Die Destillerie Tour war sehr spannend und interessant, Besonderheit hier war, dass jeder Teilnehmer einen Blick in den Raum werfen konnte, in dem die gemälzte Gerste gedarrt wird. Bei den anderen Brennereien gab es diesen Einblick nicht. Die Anlage hier bei Laphroaig war nach meinem Dafürhalten schon ziemlich groß, ich habe die Brennblasen jetzt nicht gezählt, aber sie liegt auf jeden Fall im unteren zweistelligen Bereich. Interessant fand ich auch die Steuerzentrale der Brennanlagen. Vom Notebook einmal abgesehen erinnerte mich diese ein wenig an ein Steuerungspult in einer Braunkohlen-Kokerei, in der ich zu DDR-Zeiten gearbeitet hatte. Also mit ein wenig Fantasie, versteht sich.
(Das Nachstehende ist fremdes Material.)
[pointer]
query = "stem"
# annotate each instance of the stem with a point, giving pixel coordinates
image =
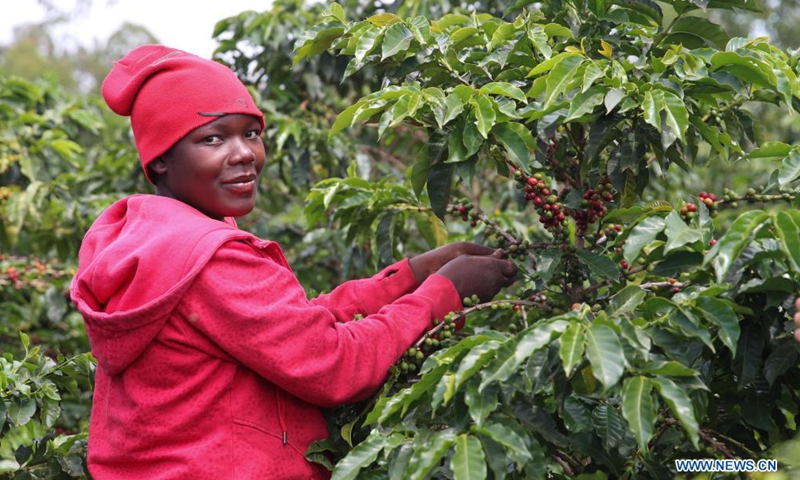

Das anschließende Tasting fand dann im Warehouse No.1 statt. Es wurden hier Drams aus drei verschiedenen Fässern gereicht, allesamt eher junge Vertreter ihrer Zunft. Als erstes ein 7-jähriger aus einem Bourbon Cask, dann ein ebenfalls 7 Jahre alter Whisky, der seine ganze Reifezeit in einem Virgin French Oak Cask verbringen durfte und schlußendlich ein im Fino Cherry Cask gereifter 6-jähriger Laphroaig. Alle drei Kandidaten waren top, halt junge und wilde Laphroaigs. Trotzdem muss ich sagen, und das schmerzt mich ein wenig, dass die Warehouse Tastings bei Bowmore und Bruichladdich unübertroffen waren, sei es wegen der Atmosphäre und des Umfelds, wie das Tasting stattfand und nicht zuletzt auch wegen der Füllhöhe der gereichten Drams. Da war man bei den beiden genannten Brennhäusern wesentlich kundenfreundlicher. Trotz der Kritikpunkte war das Tasting ein kleines Träumchen, wann sonst bekommt man Laphroaigs direkt aus dem Fass serviert. Ich habe mich bei dem 0,25l Sample, welches sich jeder Teilnehmer abfüllen lassen konnte, für den Kollegen 2 aus dem Virgin French Oak Cask entschieden. Das war für mich ein Laphroaig so wie er sein muss: jung, ausdrucksstark, medizinisch, torfig, ölig, maritim, würzig, brutal stark. Ganz großes Kino.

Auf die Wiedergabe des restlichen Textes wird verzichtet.